Insurer’s Failure to Follow Own Underwriting Guidelines’ Investigation Requirements Does Not Prevent Insurer from Later Raising Insured’s Material Misrepresentation on Application as Defense to Coverage

An insurer who fails to follow its own underwriting guidelines’ investigation requirements, and who as a result does not discover an applicant’s material misrepresentations, may still raise the applicant’s misrepresentations as a defense to coverage. ( Colony Ins. Co. v. Crusader Ins. Co. (2010) 188 Cal. App. 4th 743)

Facts

Positive Investments, Inc. (“PII”) owned a residential apartment building. On three different occasions 2002, PII was cited by the Los Angeles Housing Department for habitability violations.

The following year, PII submitted an application for a general liability policy to Crusader Insurance Company (“Crusader”). Among other things, the application asked whether any governmental department had ever notified PII of any deficiencies or code violations regarding PII’s building. PII answered “No.”

Crusader’s internal guidelines required its underwriters to attempt to verify the existence of any citations against a building through public records. Although the underwriter of the PII policy attempted to check the building’s history through an unofficial website, the website was not current, and the underwriter did not discover the 2002 citations.

In reliance on the representations in the application, Crusader issued a liability policy to PII that covered tenants’ claims of substandard living conditions. Crusader did not know about the 2002 citations at the time it issued the policy; if it had, it would not have issued the policy.

PII was later sued by several tenants.  Crusader initially agreed to defend the action under a reservation of rights. However, when Crusader learned of the 2002 citations during the course of the litigation, it denied coverage and withdrew from the defense, citing PII’s material misrepresentations on the application as the basis for denial.

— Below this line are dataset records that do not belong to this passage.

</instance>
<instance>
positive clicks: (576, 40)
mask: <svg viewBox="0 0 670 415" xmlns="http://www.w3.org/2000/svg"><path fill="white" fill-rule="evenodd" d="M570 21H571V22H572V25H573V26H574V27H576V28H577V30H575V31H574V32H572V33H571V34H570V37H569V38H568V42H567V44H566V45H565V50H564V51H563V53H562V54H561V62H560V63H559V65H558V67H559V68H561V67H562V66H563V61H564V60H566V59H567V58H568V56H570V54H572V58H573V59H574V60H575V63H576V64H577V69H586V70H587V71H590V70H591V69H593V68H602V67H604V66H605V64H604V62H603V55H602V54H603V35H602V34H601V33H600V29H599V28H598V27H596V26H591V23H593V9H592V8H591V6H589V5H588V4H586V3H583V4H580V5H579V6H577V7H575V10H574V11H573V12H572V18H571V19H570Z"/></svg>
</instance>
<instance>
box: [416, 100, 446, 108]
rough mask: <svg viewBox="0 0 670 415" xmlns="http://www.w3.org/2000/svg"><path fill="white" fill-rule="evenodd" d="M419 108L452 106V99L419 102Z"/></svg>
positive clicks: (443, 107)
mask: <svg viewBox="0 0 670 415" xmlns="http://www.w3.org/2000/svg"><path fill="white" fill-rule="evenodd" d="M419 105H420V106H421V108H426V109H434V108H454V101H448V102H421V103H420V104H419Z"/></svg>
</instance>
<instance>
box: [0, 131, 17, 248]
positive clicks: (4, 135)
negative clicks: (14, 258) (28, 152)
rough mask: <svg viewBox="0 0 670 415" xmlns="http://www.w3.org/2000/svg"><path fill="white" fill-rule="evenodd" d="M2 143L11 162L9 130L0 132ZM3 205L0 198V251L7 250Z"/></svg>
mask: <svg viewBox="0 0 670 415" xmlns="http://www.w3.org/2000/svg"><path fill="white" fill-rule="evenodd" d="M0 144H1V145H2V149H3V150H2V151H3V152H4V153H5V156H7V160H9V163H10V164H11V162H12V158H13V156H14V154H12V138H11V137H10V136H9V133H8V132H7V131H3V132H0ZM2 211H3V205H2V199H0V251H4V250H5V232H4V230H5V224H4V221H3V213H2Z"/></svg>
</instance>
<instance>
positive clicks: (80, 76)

Colony Insurance Company (“Colony”), which insured PII after Crusader, defended PII against the tenants’ lawsuit. Colony then sued Crusader for equitable contribution of defense costs and declaratory relief regarding the materiality of PII’s misrepresentations. Following a bench trial, the trial court found in favor of Crusader.

Holding

The Court of Appeal affirmed, finding that despite Crusader’s failure to follow its own underwriting guidelines, Crusader was not barred by either estoppel or waiver from asserting the misrepresentation defense.

First, the Court held that Crusader was not equitably estopped from raising PII’s material misrepresentation as a defense to coverage because the first element of estoppel — knowledge of the facts — was not met. Crusader did not actually learn of the 2002 citations until midway through the underlying litigation. Further, it was of no consequence that an investigation in compliance with its own guidelines might have uncovered the citations, because Crusader was not legally obligated to follow its internal guidelines. To the contrary, there was no evidence that PII had detrimentally relied on the guidelines, and Crusader’s policy expressly provided that it “embodie[d] all agreements between the insured and the company,” thus reflecting the lack of any enforceable right resulting from the guidelines.

Second, the Court held that Crusader’s failure to follow its guidelines did not result in a waiver of its misrepresentation defense. Waiver requires the intentional relinquishment of a known right, and there was no evidence that Crusader, which did not discover the citations until midway through the litigation, intentionally relinquished any such right. Moreover, the guidelines themselves could not result in a waiver because California’s statutes expressly permit an insurer to rely on an insured’s representations.

Last, the Court rejected Colony’s argument that Crusader had engaged in improper “post-claims underwriting.” Although post-claims underwriting is prohibited in the context of health insurance and in third-party claims against auto insurers, those rules are founded in fact-specific public policy considerations and are not applicable to other types of insurance claims.

Comment

Although not specifically addressed by the Court, this case assumes that an insured’s material misrepresentation on an application submitted to one insurer can give that insurer a complete defense to an equitable contribution claim by another insurer. That, in any event, was the net effect of the Court’s ruling.